Thursday, August 30, 2007

The age-old question: Surge or Pull Out?

When a question gets too complicated to understand and resolve I try to reframe the issue in terms that are easier to comprehend. Take, for example, the current US political debate about the major issue in the Middle East, which goes something like this:
    Should the U.S. stay in Iraq? Do we let the surge complete, or do we pull out before the job is finished?
One side argues that the surge is working; that even if the US shouldn’t have gone into Iraq in the first place, now we’re there and we owe it to them to stick it out until the end; that if we pull out now it will be a disaster for those we leave behind. The other side argues that our involvement is not working, staying only makes it worse, and the longer we stay the longer we’ll have to live (and die) with the failed consequences. Complex concepts are involved: Democracy, Self-Determination, Imperialism, Terrorism, Energy & Economies, Security, Life, Death, Right, Wrong.

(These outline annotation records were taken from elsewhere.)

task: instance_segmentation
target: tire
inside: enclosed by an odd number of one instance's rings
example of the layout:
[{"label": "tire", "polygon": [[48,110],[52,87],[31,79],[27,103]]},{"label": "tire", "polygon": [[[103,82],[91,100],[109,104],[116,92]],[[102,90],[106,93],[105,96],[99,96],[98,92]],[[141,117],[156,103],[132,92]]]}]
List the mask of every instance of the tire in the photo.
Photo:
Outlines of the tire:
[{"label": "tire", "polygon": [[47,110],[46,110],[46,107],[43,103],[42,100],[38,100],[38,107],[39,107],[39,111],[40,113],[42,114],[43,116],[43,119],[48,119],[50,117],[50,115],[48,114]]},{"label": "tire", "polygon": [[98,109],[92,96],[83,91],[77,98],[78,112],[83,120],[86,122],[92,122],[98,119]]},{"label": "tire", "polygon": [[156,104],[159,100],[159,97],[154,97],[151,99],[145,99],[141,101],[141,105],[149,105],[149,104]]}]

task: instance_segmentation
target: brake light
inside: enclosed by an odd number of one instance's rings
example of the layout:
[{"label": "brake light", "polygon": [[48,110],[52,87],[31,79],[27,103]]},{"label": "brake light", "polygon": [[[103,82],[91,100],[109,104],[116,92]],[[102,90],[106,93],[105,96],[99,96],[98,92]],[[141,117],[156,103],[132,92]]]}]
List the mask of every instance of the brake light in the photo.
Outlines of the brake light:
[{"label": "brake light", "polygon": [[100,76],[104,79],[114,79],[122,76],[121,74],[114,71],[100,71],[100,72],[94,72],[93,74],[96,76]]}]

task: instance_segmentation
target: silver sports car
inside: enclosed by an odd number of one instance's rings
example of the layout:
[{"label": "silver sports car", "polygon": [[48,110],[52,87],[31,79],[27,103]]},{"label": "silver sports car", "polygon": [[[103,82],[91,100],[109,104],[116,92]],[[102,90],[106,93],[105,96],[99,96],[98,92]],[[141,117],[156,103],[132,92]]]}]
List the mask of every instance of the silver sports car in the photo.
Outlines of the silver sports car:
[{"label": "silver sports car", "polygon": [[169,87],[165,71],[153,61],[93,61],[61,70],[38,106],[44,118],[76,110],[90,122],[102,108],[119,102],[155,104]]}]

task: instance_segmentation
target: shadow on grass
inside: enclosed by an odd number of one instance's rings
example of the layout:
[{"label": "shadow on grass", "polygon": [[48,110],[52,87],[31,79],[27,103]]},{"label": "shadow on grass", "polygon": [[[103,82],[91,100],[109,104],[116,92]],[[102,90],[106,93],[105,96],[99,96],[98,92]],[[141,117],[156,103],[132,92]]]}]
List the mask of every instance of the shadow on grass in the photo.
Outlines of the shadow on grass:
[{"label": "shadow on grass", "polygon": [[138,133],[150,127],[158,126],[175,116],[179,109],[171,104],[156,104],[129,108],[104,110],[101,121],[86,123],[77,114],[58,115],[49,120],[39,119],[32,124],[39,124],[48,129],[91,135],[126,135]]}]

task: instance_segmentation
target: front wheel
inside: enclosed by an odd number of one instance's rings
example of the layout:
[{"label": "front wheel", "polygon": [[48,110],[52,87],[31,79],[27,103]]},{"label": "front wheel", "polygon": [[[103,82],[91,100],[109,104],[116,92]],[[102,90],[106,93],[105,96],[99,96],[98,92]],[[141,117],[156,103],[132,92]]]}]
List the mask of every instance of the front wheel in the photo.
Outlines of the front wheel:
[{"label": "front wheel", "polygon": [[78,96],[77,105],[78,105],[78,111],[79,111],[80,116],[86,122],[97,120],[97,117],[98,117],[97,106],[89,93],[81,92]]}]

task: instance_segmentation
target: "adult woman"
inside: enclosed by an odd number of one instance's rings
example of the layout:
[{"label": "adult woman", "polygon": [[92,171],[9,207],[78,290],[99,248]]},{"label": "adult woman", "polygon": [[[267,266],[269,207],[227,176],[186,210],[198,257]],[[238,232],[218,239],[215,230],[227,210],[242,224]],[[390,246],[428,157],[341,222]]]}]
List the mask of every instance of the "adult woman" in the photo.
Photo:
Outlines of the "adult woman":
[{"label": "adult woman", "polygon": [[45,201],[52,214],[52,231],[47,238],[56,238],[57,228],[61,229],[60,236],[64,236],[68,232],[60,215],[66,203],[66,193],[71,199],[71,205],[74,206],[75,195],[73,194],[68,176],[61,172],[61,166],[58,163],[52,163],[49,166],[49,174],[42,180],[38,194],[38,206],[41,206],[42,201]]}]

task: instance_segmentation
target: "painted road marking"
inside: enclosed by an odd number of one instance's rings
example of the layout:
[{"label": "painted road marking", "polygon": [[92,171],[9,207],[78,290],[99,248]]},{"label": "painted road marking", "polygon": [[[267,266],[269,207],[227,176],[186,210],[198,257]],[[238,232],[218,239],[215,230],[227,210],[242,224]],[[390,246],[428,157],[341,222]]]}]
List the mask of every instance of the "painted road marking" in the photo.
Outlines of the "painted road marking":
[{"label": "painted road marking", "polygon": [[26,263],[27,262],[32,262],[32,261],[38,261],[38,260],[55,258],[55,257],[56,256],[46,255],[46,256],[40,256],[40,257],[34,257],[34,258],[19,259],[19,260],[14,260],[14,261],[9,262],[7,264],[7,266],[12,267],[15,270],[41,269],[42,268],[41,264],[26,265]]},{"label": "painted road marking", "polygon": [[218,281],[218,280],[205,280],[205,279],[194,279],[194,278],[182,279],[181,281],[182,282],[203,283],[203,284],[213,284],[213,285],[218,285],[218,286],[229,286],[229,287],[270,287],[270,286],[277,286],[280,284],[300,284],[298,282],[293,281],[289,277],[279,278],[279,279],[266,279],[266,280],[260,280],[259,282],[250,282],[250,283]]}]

Heady stuff. Too complicated for almost anyone to understand in these terms. So let’s try to reframe the issue in terms that are more familiar. Most of us are not familiar with finding ourselves, personally, in a mess in the Middle East. But of a lot of us may be familiar with this situation: you’re a teenager making out in the back of your parent’s car in a dark parking spot and you’ve gone farther than you originally anticipated. What do you do, continue the surge or pull out?

Continue the surge, or pull out?

For those of you not following yet, let me clarify the analogous substitutions:
  • For "Middle East" think "back seat of your parents’ car"
  • For "U.S." think "boy" or, if you must, "penis"
  • For "Iraq" think "girl" or, if you must, "vagina"
  • For "surge" think (come on, do you really need a new term?) "ejaculation"
  • For "pull out"? (you really want a new term? You don’t get one.)
So the problem is a lot easier to understand now. Right? Here it is again, written twice, once without substitution (for those with brains who can do it in their head) and written again for those who don’t like to think (that’s you, GWB):
  1. The question about the issue in the Middle East is this: Should the U.S. stay in Iraq? Do we let the surge complete, or do we pull out before the job is finished?

  2. The question about the issue in the back seat of your parents’ car is this: Should the penis stay in the vagina? Do we let the ejaculation complete, or do we pull out before the job is finished?
Now it’s an issue we can all understand and really debate. We can all now see how we might have gotten ourselves into a situation for which we weren’t fully prepared—how we may have planned for months to penetrate Iraq without giving sufficient thought about what to do after that primary mission was accomplished.

If we pull out now, before the job is finished, both parties are sure to experience a period of disappointment—they’re probably going to have to finish the job alone. Maybe there will be messy years of Iraqi-on-Iraqi action. But if we stay in, we’re going to have to do the decent thing and pay for our momentary decision for a long long time (at least the next eighteen years, or longer if the little democracy we've created goes to college).

There. Is it all clear now? I hope so.

It is my sincere hope that I’ve done my small part to make these important issues easier to discuss, and made the questions easier to answer. Most of all I hope that each time you hear a politician or pundit say "surge" or "pull out" you’ll feel a little tingle in your bikini area.


Posted From: The Cape
Mood: Tingly
Now listening to: Pair of Dice Buy the Baath or Shiites

1 comment:

  1. This is wickedly funny! You have clearly demonstrated that our choice is to either get out now or spend another 18 years there.

    And since we already know that the baby would be foul-tempered and really ugly, it makes the choice look pretty obvious, doesn't it?